La desigualdad salarial ha ido en aumento con cifras que no se veían desde 1929, y ha quedado claro que el dinero que ganaban los trabajadores en los años cincuenta del siglo XX gracias al aumento de la productividad, hoy se lo quedan los propietarios y los inversores de las empresas. La proporción del PIB que perciben los trabajadores, en relación con la que percibe el capital, ha caído en picado hasta nuestros días. La «edad de oro» ha llegado a su fin y la economía estadounidense está entrando en una nueva era.

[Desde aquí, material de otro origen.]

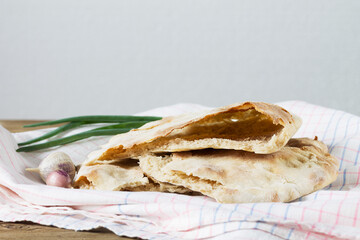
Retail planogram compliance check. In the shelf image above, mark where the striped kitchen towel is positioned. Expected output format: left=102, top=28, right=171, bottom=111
left=0, top=101, right=360, bottom=239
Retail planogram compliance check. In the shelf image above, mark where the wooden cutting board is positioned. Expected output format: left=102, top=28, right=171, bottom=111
left=0, top=120, right=131, bottom=240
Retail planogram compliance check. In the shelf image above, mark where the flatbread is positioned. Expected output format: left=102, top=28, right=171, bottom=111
left=73, top=159, right=192, bottom=193
left=140, top=138, right=339, bottom=203
left=83, top=102, right=301, bottom=166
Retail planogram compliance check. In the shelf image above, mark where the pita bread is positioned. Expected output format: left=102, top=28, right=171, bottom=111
left=140, top=138, right=339, bottom=203
left=74, top=159, right=192, bottom=193
left=83, top=102, right=301, bottom=165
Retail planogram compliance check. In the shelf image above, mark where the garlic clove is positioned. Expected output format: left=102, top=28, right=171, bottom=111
left=46, top=170, right=71, bottom=188
left=25, top=152, right=76, bottom=182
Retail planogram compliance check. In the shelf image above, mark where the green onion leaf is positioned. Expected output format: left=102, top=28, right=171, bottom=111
left=24, top=115, right=161, bottom=127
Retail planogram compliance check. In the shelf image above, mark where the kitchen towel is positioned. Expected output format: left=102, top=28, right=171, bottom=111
left=0, top=101, right=360, bottom=239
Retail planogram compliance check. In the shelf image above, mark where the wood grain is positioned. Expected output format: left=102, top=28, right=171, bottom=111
left=0, top=120, right=133, bottom=240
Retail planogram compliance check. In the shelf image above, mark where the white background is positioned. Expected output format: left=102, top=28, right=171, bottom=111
left=0, top=0, right=360, bottom=119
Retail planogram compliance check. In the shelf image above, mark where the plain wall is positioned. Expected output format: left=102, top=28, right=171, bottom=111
left=0, top=0, right=360, bottom=119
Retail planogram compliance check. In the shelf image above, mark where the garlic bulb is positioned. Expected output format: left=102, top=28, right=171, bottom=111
left=25, top=152, right=75, bottom=182
left=46, top=170, right=71, bottom=188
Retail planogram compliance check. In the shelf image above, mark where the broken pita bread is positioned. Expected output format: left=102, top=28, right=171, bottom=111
left=140, top=138, right=339, bottom=203
left=83, top=102, right=301, bottom=166
left=74, top=159, right=192, bottom=193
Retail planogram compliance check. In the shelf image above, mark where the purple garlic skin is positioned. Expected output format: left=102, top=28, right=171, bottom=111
left=46, top=170, right=72, bottom=188
left=26, top=152, right=76, bottom=182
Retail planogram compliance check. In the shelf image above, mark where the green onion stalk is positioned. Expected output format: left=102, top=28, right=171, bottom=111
left=16, top=115, right=161, bottom=152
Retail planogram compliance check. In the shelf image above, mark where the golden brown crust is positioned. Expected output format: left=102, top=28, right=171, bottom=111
left=140, top=138, right=339, bottom=203
left=84, top=102, right=301, bottom=165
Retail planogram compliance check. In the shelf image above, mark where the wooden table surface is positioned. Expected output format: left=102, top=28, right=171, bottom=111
left=0, top=120, right=130, bottom=240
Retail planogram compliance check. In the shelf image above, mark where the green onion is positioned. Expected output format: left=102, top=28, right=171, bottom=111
left=16, top=128, right=132, bottom=152
left=18, top=122, right=85, bottom=146
left=16, top=121, right=146, bottom=152
left=16, top=115, right=161, bottom=152
left=24, top=115, right=161, bottom=127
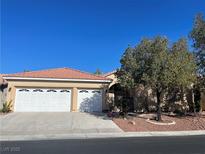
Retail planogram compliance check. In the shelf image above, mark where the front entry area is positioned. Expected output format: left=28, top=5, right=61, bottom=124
left=14, top=88, right=71, bottom=112
left=78, top=89, right=102, bottom=112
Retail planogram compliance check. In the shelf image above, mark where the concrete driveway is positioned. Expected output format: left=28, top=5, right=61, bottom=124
left=0, top=112, right=122, bottom=135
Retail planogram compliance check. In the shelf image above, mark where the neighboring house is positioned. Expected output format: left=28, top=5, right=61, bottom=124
left=3, top=68, right=111, bottom=112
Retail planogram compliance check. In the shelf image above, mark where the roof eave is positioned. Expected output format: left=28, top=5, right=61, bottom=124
left=3, top=76, right=112, bottom=83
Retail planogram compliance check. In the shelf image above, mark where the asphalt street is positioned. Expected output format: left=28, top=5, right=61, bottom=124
left=0, top=136, right=205, bottom=154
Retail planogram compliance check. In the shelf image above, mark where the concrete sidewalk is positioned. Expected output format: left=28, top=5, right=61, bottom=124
left=0, top=130, right=205, bottom=141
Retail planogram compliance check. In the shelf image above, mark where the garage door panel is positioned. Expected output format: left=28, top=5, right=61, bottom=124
left=15, top=88, right=71, bottom=112
left=78, top=89, right=102, bottom=112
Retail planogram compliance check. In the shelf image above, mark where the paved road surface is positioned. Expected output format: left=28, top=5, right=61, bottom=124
left=0, top=136, right=205, bottom=154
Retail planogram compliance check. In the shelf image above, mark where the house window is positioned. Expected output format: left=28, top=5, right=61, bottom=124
left=60, top=89, right=70, bottom=93
left=33, top=89, right=43, bottom=92
left=19, top=89, right=29, bottom=92
left=47, top=89, right=57, bottom=92
left=92, top=90, right=100, bottom=94
left=80, top=90, right=88, bottom=93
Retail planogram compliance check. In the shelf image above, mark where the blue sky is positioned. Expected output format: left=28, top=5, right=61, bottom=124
left=0, top=0, right=205, bottom=73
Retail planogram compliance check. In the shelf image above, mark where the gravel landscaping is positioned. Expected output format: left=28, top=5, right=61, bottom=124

Es una era que estará definida por un cambio fundamental en las relaciones entre los trabajadores y las máquinas. Este cambio acabará poniendo en duda uno de nuestros supuestos más básicos sobre la tecnología: que las máquinas son herramientas que aumentan la productividad de los trabajadores. Sin embargo, las máquinas mismas se están convirtiendo en trabajadores, y la línea que separa el trabajo del capital se está difuminando como nunca antes.
Naturalmente, este progreso es consecuencia de la incesante aceleración de la tecnología informática. Aunque la mayoría de las personas están familiarizadas con la Ley de Moore —según la cual la potencia de los ordenadores se duplica cada dos años— no todas han entendido plenamente las consecuencias de este extraordinario progreso exponencial.